The hacking, coming weeks after Target Corp. revealed its own breach, underscores the increasing challenges that merchants have in thwarting security threats. Neiman Marcus didn’t say whether the breach was related to the massive data theft at Target, but some security experts believe they could be part of the same scam.
In any case, the recent security breaches at two major retailers threaten to scare shoppers who worry about the safety of their personal data.
Ginger Reeder, spokeswoman for Dallas-based Neiman Marcus Group Ltd., said in an e-mail Saturday that the retailer had been notified in mid-December by its credit card processor about potentially unauthorized payment activity after customer purchases at stores.
On Jan. 1, a forensics firm confirmed evidence the upscale retailer was a victim of a criminal cybersecurity intrusion and some customers’ credit and debit cards were possibly compromised.
Reeder wouldn’t estimate how many customers may be affected but said the merchant is notifying those whose cards it has determined were used fraudulently.
Neiman Marcus, formerly known as Neiman-Marcus, operates more than 50 upscale stores and clearance stores.
It is working with the Secret Service on the breach, Reeder said. ‘‘We have begun to contain the intrusion and have taken significant steps to further enhance information security,’’ she wrote.
Robert Siciliano, a security expert with McAfee, a computer security software maker, says it is possible Neiman Marcus doesn’t yet know the extent of the breach. He says he believes that the two thefts were likely committed by the same organized group, based on his experience and the fact that the incidents happened at around the same time.
Target disclosed Friday that its massive data theft was significantly more extensive and affected millions more shoppers than the company announced in December. The nation’s second-largest discounter said hackers stole personal information — including names, phone numbers, e-mail, and mailing addresses — from as many as 70 million customers as part of a data breach it discovered last month.
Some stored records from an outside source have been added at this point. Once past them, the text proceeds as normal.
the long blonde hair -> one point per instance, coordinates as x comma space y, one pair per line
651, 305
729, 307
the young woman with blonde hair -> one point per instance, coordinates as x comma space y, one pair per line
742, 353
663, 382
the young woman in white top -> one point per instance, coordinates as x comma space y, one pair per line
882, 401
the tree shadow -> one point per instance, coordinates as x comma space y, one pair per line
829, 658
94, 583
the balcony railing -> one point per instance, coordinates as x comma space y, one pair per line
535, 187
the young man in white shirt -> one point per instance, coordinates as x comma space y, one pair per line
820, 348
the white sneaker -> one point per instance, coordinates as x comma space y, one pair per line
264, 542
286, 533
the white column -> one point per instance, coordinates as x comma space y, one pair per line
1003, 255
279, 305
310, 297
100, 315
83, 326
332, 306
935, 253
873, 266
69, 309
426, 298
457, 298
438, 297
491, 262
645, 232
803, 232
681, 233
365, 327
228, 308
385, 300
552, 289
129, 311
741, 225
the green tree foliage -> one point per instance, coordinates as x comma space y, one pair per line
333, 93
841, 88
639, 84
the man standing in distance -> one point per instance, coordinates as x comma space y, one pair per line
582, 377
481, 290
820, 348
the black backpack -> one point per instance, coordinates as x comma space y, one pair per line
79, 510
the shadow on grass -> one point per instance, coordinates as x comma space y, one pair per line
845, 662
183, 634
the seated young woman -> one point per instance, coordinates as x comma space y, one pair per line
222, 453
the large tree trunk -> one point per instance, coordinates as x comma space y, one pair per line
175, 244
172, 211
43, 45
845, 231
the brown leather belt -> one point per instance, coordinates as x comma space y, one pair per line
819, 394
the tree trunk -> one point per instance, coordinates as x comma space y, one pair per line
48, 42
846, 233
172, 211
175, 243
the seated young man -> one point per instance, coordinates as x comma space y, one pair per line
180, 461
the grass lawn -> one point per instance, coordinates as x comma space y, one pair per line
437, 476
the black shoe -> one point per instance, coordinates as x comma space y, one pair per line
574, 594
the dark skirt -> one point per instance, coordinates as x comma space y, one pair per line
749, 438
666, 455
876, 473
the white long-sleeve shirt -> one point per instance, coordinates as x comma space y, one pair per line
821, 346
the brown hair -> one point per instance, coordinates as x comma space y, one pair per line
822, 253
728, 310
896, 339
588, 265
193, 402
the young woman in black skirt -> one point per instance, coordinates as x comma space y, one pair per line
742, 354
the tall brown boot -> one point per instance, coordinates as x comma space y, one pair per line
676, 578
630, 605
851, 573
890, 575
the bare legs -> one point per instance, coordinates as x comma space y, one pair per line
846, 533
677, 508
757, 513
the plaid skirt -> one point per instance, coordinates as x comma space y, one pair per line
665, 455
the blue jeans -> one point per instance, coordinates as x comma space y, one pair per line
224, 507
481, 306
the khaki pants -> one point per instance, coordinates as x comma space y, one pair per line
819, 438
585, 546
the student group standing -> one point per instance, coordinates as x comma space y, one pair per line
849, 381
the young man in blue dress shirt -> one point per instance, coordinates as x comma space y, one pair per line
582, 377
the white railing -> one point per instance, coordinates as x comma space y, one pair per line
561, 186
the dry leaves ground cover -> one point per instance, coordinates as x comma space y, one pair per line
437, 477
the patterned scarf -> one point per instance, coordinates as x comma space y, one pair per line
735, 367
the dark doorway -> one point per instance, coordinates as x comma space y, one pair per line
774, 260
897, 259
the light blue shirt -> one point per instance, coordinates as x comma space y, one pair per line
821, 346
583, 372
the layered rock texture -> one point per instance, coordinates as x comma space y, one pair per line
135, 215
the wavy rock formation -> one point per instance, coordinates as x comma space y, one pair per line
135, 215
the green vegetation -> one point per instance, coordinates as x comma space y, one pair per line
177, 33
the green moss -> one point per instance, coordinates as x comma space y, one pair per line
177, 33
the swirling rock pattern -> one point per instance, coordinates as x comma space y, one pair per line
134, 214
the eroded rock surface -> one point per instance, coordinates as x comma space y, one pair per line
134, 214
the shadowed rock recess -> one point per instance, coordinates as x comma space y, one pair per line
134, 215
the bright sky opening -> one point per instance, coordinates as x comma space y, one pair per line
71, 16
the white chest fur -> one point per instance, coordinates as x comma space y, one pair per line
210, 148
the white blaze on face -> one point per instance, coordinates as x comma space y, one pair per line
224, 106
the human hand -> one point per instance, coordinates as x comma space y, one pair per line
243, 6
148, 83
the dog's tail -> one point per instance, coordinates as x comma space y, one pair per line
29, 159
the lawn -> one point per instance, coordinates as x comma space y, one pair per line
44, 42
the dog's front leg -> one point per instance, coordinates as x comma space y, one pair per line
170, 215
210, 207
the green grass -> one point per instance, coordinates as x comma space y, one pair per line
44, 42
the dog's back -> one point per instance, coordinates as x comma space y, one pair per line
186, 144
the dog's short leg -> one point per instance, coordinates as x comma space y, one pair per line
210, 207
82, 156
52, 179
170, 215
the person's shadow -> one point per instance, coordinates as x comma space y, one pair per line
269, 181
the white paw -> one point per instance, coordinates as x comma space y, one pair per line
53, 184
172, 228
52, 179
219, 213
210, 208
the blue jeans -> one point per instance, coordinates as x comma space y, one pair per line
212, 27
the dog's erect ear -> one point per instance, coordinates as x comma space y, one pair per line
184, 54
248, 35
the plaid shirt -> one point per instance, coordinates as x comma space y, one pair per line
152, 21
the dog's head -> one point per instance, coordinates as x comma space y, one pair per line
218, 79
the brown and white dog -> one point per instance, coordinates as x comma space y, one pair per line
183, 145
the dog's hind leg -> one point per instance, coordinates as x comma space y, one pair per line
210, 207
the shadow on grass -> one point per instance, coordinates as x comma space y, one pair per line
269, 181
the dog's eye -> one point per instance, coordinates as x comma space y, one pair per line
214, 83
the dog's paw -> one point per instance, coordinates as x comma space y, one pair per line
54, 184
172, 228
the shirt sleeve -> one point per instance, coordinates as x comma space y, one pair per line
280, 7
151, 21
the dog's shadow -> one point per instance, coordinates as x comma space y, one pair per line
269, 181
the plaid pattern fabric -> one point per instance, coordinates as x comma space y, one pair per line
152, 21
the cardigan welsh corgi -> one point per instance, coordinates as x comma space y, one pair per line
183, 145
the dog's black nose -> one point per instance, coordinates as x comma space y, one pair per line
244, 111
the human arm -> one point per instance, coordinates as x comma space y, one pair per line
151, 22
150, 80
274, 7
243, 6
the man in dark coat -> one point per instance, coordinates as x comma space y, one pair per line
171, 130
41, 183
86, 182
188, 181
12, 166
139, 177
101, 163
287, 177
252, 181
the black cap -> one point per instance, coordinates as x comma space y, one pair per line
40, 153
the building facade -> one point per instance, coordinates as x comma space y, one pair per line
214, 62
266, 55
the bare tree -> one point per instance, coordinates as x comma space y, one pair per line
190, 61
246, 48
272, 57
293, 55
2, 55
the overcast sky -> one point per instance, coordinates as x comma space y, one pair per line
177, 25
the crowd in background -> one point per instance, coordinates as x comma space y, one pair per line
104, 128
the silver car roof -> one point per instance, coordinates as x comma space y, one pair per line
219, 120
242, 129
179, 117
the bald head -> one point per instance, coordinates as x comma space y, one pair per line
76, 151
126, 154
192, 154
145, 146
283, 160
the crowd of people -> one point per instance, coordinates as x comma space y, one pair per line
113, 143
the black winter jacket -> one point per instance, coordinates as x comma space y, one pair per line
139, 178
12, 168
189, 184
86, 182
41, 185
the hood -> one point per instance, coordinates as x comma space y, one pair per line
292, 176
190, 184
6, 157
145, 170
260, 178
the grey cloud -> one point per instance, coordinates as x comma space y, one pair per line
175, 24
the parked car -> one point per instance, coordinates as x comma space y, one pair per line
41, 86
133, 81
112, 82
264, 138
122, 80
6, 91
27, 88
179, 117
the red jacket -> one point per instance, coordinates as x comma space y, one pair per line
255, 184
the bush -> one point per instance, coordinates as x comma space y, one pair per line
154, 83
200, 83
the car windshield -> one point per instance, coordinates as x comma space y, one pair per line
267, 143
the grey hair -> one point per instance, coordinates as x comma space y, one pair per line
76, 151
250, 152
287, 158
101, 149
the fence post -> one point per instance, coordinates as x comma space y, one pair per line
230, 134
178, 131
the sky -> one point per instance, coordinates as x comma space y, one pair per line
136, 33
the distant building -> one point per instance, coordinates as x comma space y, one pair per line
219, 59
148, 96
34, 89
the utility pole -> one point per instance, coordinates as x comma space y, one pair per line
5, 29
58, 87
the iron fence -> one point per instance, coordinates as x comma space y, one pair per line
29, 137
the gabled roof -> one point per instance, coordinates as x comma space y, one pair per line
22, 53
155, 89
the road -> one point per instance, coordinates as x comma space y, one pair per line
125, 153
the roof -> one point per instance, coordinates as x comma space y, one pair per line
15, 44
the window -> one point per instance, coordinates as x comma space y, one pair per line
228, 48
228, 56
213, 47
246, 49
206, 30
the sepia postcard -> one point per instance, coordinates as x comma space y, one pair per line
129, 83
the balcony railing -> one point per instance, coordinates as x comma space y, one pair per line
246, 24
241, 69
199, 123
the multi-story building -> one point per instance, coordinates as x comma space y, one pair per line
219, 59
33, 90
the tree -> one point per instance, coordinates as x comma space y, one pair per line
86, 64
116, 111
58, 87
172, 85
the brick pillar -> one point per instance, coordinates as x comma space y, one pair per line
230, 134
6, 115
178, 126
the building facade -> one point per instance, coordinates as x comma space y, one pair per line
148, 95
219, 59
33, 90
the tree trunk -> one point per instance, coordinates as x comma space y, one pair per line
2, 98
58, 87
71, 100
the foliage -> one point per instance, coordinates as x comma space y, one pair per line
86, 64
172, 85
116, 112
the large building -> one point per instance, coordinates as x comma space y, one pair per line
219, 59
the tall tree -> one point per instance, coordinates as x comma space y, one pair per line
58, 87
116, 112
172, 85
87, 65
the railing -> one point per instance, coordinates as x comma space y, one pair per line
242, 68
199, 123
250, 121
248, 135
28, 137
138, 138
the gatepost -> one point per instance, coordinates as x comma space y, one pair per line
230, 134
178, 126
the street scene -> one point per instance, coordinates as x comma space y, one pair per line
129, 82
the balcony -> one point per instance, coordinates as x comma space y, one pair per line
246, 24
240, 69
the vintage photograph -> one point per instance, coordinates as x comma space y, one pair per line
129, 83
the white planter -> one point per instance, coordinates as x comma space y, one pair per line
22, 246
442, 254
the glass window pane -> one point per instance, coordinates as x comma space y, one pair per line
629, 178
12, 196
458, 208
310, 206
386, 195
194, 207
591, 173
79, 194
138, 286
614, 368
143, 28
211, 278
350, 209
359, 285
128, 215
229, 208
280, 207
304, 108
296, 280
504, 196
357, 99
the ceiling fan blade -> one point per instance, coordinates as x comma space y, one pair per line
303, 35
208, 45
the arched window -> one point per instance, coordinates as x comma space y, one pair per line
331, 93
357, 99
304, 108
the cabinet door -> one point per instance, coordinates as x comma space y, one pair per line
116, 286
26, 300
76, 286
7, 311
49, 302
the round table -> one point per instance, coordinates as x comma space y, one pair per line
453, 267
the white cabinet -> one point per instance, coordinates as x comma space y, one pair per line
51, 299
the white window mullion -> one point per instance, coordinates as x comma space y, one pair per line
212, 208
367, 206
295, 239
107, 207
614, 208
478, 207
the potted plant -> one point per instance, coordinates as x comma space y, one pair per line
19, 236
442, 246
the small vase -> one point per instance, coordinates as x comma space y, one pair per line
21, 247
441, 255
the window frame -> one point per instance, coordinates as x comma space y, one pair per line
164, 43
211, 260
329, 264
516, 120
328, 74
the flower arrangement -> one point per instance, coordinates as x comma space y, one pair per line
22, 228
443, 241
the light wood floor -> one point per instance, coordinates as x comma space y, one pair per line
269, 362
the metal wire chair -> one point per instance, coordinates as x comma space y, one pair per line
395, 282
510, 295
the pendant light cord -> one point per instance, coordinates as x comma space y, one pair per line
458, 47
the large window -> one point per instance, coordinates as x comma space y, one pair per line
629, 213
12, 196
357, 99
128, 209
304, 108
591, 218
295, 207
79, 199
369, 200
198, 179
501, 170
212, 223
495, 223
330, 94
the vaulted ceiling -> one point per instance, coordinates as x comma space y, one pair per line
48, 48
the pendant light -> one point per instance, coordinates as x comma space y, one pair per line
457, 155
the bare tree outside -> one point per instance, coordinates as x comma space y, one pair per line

The Minneapolis-based Target announced Dec. 19 that some 40 million credit and debit card accounts had been affected by a data breach that happened from Nov. 27 to Dec. 15 — just as the holiday shopping season was getting into gear.
As part of that announcement, the company said customers’ names, credit and debit card numbers, card expiration dates, debit-card PINs, and the embedded code on the magnetic strip on the back of cards had been stolen.
According to new information gleaned from its investigation with the Secret Service and the Department of Justice, Target said Friday that criminals also took non-credit-card related data for some 70 million customers. This is data Target obtained from customers who, among other things, used a call center and offered their phone number or shopped online and provided an e-mail address.
Some overlap exists between the 70 million individuals and the 40 million compromised credit and debit accounts, Target said.
When Target releases a final tally, the theft could become the largest data breach on record for a retailer, surpassing one uncovered in 2007 that saw more than 90 million records pilfered from TJX Cos. Inc.